Lain-lainPelayanan

Bea Cukai Jateng DIY “Makaryo Bareng” Bangun Zona Integritas

Semarang (04/02) – Menindaklanjuti Bimbingan Teknis pembangunan Zona Integritas yang diikuti seluruh satker di lingkungan Jateng dan DIY pada Senin 3 Febuari 2020 kemarin, Bea Cukai Jateng DIY langsung “gercep” melakukan langkah-langkah konkrit dalam rangka pembangunan Zona Integritas menuju Wilayah Bebas dari Korupsi (WBK). Tim kerja pada hari Selasa 4 Febuari 2020 langsung melakukan monitoring dan evaluasi atas kegiatan yang telah dilakukan sebelumnya.

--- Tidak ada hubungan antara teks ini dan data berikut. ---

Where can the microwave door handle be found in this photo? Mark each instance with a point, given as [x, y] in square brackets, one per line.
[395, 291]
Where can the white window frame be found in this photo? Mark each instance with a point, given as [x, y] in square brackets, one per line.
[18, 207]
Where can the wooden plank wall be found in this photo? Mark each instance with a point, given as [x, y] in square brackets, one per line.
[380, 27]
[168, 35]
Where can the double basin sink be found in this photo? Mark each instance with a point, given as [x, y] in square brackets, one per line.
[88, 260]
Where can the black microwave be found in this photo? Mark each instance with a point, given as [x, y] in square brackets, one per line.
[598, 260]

Kepala Bidang Kepatuhan Internal, Yacobus Agus Wahyudiono selaku Ketua Tim membuka kegiatan dengan menginformasikan kembali akan tugas dan tanggung jawab dari masing-masing pengungkit. Hal ini mengingat banyak pergantian pejabat / pegawai dikarenakan mutasi. Yacobus kemudian menjelaskan terkait komponen penilaian yang akan dilakukan. “Penilaian WBK dilakukan terhadap 2 komponen, yaitu komponen pengungkit dengan bobot 60% dan komponen hasil dengan bobot 40%. Komponen hasil diukur dengan 2 survey yaitu tekait dengan pelayanan dan Indeks Anti Korupsi. Untuk survey kalau di kita akan diselelenggarakan oleh Direktorat Kepathunan Internal”, jelasnya.  

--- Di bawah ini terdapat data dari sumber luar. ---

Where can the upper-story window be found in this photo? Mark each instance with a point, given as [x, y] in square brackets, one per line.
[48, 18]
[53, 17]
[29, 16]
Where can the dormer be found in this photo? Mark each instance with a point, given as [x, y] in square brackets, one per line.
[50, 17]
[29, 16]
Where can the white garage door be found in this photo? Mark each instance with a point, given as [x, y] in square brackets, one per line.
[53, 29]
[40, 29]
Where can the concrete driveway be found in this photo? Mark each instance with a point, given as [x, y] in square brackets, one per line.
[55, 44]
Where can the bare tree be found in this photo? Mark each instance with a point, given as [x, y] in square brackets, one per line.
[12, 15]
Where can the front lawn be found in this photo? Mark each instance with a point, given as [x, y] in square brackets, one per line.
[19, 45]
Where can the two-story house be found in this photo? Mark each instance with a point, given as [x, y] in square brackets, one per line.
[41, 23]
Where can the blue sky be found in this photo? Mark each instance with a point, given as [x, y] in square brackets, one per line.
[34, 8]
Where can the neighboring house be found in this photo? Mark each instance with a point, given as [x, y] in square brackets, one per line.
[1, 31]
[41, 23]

Yacobus kemudian meminta agar masing-masing pengungkit mereview kembali capaiannya pada Lembar Kerja Evaluasi (LKE). “Masing-masing pengungkit agar memastikan tugas dan tanggung jawabnya sudah terpenuhi. Meng-assest kembali dokumen-dokumennya. Kita sudah punya baseline capaian LKE per 2019 kemarin. Kemudian nanti akan kita masukkan ke dalam aplikasi DIA (Digital Integrity Assessment)”, sambungnya.

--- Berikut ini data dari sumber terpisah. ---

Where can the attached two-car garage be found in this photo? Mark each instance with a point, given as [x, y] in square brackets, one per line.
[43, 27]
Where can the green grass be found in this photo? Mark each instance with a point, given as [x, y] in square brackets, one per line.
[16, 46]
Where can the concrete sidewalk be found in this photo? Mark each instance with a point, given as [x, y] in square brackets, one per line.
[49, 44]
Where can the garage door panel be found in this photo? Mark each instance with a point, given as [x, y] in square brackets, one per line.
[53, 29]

Selanjutnya Tim kerja pembangunan zona integritas berdiskusi terkait langkah-langkah ke depan yang perlu dilakukan terutama berkenaan dengan validasi LKE dan persiapan survey. Dengan monitoring dan evaluasi secara periodic ini diharapkan dapat menghasilkan penilaian yang baik dan memenuhi kriteria untuk mendapatkan predikat WBK. Dengan Bimtek ini diharapkan seluruh kantor dapat mempersiapkan diri lebih baik untuk meraih predikat WBK. Tentu yang lebih penting bukan predikatnya, namun bagaimana nilai-nilai penyelenggarakaan pemerintahan yang baik (prinsip good governance) benar-benar tercermin danmenjadi budaya dalam pelaksanaan tugas sehari-hari.